Con su rostro demacrado, la mirada perdida, barba sin hacer, en silencio, camisa beige, pantalón negro, zapatos negros, manos sin esposas y de primero en la fila de los acusados, así compareció ante los tribunales el martes el expresidente de El Salvador, Tony Saca, preso en una investigación de desvíos de $246 millones durante su administración 2004-2009.

La periodista Gabriela Cáceres del diario Prensa Gráfica de San Salvador narra la primera audiencia en tribunales del otrora famoso y poderoso locutor deportivo, empresario de radio y líder del derechista ARENA hoy acusado por cargos de supuesta corrupción junto a varios de sus allegados.

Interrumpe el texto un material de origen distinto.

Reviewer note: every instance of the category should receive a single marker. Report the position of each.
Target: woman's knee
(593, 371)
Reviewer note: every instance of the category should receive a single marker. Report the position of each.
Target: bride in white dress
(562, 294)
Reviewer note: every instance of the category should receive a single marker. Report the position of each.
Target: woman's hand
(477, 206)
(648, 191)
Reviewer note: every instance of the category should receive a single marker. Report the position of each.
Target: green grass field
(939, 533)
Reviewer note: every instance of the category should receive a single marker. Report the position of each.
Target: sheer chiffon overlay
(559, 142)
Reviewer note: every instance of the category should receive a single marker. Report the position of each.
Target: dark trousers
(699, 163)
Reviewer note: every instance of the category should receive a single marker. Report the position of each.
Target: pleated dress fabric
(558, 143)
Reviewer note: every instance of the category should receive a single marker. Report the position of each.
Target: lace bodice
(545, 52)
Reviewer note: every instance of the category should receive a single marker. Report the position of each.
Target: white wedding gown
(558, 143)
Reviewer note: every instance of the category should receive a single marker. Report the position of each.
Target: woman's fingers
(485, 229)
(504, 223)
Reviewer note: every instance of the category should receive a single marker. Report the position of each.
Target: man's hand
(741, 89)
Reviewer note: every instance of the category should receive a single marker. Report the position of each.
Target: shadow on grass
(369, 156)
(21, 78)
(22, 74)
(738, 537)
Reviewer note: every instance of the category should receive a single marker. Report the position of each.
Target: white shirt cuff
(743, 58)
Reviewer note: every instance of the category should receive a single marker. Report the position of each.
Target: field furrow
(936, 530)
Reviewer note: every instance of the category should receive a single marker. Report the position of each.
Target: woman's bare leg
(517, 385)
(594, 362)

Oficiales policiales con sus rostros cubiertos y fuertemente armados vigilaron a los detenidos.

Puerta trasera

“El caso etiquetado por la Fiscalía como Destape a la Corrupción no siguió el mismo patrón de otros casos de corrupción ventilados en el centro judicial Isidro Menéndez. Los acusados no llegaron esposados, los policías no activaron las sirenas y los ingresaron por la puerta trasera”.

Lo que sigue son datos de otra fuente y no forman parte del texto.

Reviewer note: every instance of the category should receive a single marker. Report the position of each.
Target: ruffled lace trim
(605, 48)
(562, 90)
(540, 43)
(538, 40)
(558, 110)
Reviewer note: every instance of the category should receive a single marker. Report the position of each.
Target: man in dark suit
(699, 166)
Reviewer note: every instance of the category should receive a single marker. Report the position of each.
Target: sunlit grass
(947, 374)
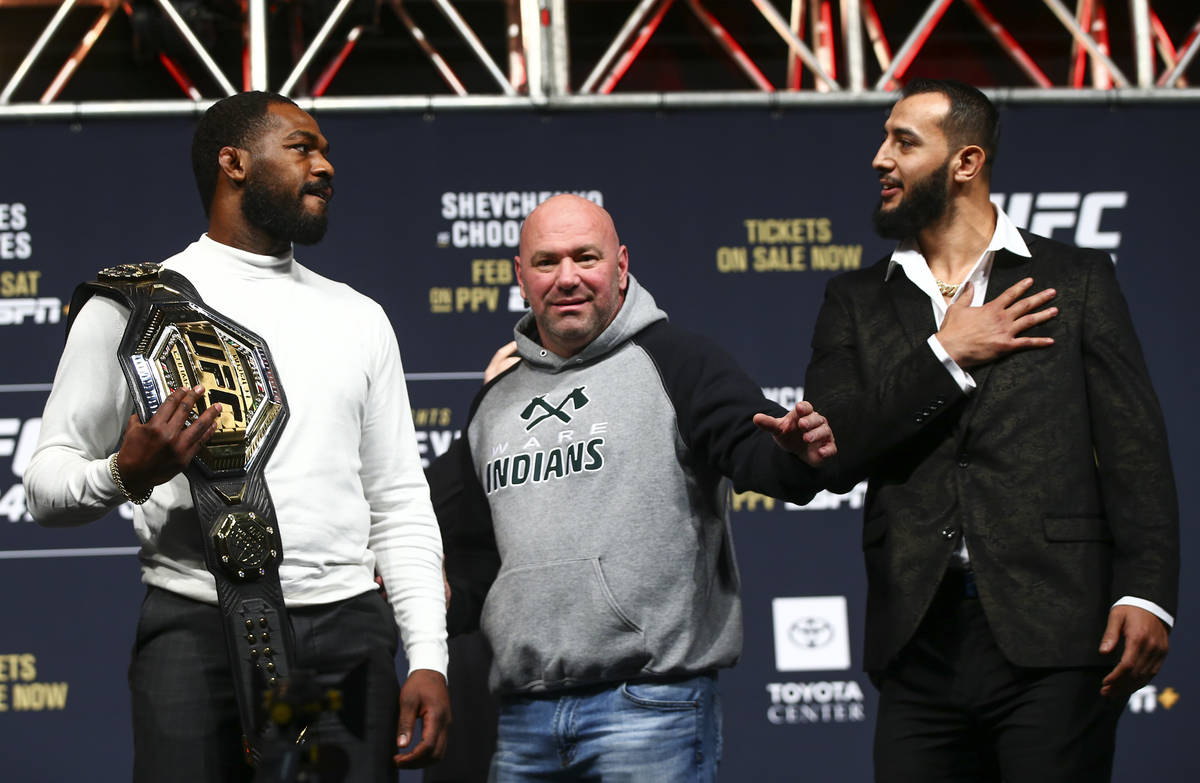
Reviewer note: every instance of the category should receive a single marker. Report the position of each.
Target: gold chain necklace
(946, 288)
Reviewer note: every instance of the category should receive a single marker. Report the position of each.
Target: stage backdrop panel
(735, 221)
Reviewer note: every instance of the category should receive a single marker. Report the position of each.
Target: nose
(568, 274)
(882, 161)
(322, 166)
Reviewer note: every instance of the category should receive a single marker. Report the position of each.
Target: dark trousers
(475, 713)
(185, 713)
(952, 707)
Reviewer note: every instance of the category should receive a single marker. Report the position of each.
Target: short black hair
(232, 121)
(972, 118)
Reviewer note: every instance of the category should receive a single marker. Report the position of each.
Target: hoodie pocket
(557, 623)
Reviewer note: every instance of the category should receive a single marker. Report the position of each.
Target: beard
(924, 202)
(283, 215)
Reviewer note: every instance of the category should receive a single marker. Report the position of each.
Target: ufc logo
(1047, 213)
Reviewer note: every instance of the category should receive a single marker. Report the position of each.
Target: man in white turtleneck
(345, 476)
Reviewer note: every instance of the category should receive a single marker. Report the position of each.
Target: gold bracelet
(117, 478)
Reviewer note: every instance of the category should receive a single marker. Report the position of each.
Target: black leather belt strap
(173, 340)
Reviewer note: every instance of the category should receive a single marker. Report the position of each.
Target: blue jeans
(661, 731)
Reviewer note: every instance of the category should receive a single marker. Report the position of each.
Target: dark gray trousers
(185, 715)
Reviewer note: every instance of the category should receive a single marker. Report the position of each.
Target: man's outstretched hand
(159, 450)
(424, 698)
(1145, 649)
(802, 431)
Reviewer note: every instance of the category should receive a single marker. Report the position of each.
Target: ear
(516, 270)
(969, 163)
(233, 162)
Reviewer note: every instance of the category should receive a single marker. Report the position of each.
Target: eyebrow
(579, 251)
(309, 136)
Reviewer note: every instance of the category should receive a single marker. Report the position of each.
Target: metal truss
(828, 46)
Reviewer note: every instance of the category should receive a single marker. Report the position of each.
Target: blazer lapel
(912, 306)
(1007, 268)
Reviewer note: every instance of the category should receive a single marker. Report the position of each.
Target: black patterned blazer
(1055, 467)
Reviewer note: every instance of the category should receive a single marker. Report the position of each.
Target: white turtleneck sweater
(345, 474)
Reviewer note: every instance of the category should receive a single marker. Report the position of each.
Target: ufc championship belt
(174, 341)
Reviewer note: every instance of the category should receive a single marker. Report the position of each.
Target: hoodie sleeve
(714, 402)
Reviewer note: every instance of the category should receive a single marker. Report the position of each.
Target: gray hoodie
(605, 474)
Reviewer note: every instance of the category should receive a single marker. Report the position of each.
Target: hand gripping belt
(173, 340)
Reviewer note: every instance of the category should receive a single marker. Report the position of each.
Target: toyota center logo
(810, 632)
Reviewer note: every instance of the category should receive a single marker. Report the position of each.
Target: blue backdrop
(735, 220)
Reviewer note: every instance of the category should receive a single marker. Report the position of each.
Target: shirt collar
(1005, 237)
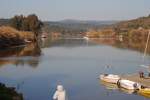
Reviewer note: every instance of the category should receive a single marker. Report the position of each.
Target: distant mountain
(4, 22)
(94, 22)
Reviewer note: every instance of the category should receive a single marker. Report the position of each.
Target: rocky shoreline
(10, 37)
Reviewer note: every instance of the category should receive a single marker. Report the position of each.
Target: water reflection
(125, 43)
(28, 54)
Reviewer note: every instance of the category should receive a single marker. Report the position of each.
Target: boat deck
(135, 77)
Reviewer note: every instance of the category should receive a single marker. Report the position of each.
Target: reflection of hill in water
(66, 43)
(126, 44)
(21, 55)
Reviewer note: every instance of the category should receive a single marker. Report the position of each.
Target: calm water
(76, 64)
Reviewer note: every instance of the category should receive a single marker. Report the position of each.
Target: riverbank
(10, 37)
(135, 77)
(9, 93)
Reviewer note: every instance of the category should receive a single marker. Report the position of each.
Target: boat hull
(110, 78)
(130, 85)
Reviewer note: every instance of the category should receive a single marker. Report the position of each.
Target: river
(74, 63)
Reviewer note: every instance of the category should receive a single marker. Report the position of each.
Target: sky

“Cuando los reporteros llegaron a esa sala, la puerta ya estaba cerrada. Luego uno de los abogados defensores salió y dijo: “Van a poder entrar, pero si me prometen que no harán desorden”. Después regresó a la sala”.

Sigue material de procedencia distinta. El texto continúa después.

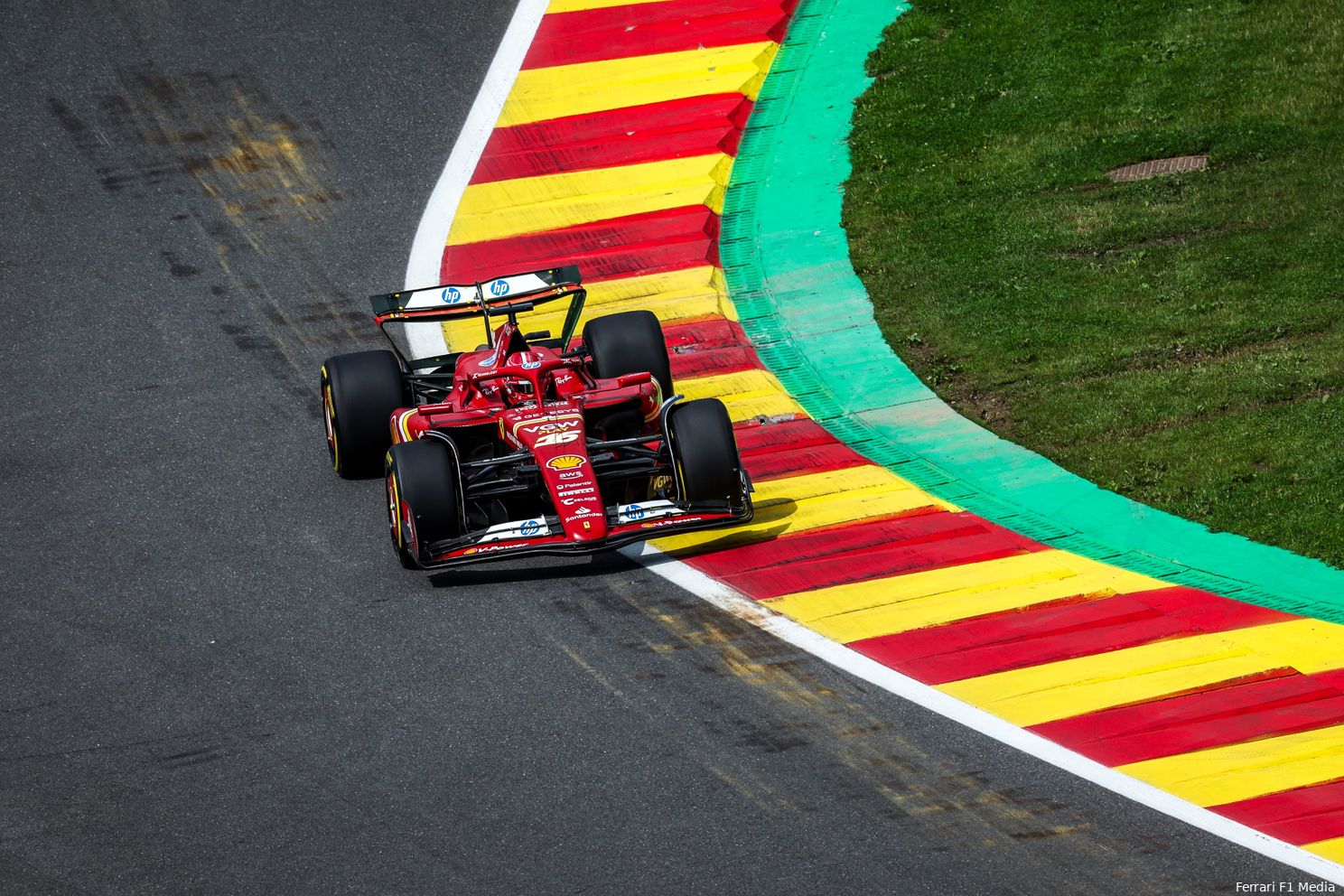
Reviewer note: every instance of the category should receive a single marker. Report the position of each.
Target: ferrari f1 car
(530, 443)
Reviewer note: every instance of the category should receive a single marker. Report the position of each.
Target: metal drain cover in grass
(1153, 167)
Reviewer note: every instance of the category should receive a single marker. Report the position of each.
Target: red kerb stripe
(611, 248)
(616, 33)
(1052, 631)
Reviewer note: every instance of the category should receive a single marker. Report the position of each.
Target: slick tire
(630, 342)
(705, 453)
(422, 496)
(359, 394)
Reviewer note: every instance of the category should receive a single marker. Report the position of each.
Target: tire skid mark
(796, 711)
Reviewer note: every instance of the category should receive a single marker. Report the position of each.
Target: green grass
(1179, 341)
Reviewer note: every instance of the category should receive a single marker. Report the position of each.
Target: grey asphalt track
(218, 680)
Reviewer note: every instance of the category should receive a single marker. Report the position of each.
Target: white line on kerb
(424, 270)
(873, 672)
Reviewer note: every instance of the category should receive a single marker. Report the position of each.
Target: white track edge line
(934, 700)
(424, 269)
(432, 234)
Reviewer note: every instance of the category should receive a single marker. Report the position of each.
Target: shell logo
(565, 462)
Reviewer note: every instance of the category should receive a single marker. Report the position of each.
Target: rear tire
(359, 394)
(630, 342)
(422, 501)
(705, 453)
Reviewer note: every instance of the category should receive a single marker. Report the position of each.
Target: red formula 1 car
(530, 443)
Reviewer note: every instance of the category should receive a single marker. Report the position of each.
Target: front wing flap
(628, 523)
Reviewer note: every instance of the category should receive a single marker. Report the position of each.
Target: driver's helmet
(528, 361)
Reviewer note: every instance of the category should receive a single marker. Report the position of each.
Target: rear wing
(449, 301)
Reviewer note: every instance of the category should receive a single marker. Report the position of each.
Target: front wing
(628, 523)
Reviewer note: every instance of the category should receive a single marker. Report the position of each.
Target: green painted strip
(787, 262)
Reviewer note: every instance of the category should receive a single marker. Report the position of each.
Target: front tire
(422, 496)
(705, 452)
(359, 394)
(630, 342)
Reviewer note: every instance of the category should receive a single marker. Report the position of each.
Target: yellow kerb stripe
(1087, 684)
(585, 88)
(550, 201)
(919, 600)
(1332, 849)
(811, 501)
(1253, 769)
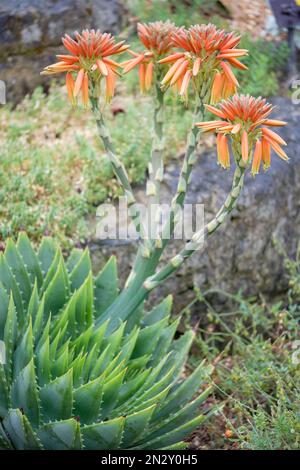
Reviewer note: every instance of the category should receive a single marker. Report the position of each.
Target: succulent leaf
(72, 382)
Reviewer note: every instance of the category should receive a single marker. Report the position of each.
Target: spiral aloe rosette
(67, 384)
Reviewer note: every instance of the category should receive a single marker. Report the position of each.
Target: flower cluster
(90, 59)
(157, 39)
(244, 119)
(207, 52)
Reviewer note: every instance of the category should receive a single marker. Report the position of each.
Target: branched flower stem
(117, 165)
(198, 239)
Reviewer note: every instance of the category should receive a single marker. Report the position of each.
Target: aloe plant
(67, 384)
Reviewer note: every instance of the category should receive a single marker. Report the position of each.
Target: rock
(241, 255)
(31, 31)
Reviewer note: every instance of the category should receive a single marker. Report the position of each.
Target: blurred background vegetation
(54, 174)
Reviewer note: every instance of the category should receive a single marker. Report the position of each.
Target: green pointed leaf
(43, 363)
(148, 338)
(57, 398)
(18, 269)
(34, 301)
(4, 301)
(4, 401)
(174, 436)
(46, 254)
(57, 292)
(73, 259)
(5, 443)
(177, 446)
(10, 336)
(110, 394)
(136, 425)
(162, 310)
(87, 400)
(106, 287)
(81, 270)
(20, 431)
(39, 322)
(103, 436)
(24, 352)
(30, 259)
(9, 283)
(185, 391)
(181, 416)
(164, 342)
(25, 395)
(61, 435)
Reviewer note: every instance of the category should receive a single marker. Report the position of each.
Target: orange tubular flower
(207, 51)
(157, 39)
(89, 61)
(244, 119)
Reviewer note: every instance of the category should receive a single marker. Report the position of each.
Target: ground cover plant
(85, 367)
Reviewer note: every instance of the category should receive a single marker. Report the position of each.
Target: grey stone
(241, 255)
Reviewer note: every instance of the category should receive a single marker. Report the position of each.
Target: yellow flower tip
(257, 158)
(245, 147)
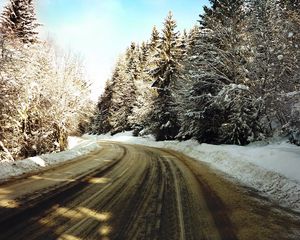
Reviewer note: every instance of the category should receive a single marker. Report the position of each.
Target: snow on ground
(77, 147)
(271, 169)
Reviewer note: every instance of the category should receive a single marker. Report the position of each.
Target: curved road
(123, 192)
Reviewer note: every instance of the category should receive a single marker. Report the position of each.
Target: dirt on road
(129, 192)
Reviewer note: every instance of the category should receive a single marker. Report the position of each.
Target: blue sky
(99, 30)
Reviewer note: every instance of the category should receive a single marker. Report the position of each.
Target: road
(123, 192)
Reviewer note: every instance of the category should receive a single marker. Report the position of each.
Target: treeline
(43, 92)
(234, 78)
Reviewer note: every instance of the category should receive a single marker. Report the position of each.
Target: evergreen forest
(233, 78)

“En ese momento nadie dio información acerca de a qué hora los llevaron o por qué los subieron por el elevador que únicamente pueden usar magistrados y jueces. Después de 10 minutos, los periodistas de medios de comunicación ingresaron y encontraron al expresidente Saca sentado en la primera fila de las sillas de los acusados. El exmandatario no quiso pronunciar ni una sola palabra sobre los cargos que enfrenta” relata la periodista Cáceres de Prensa Gráfica.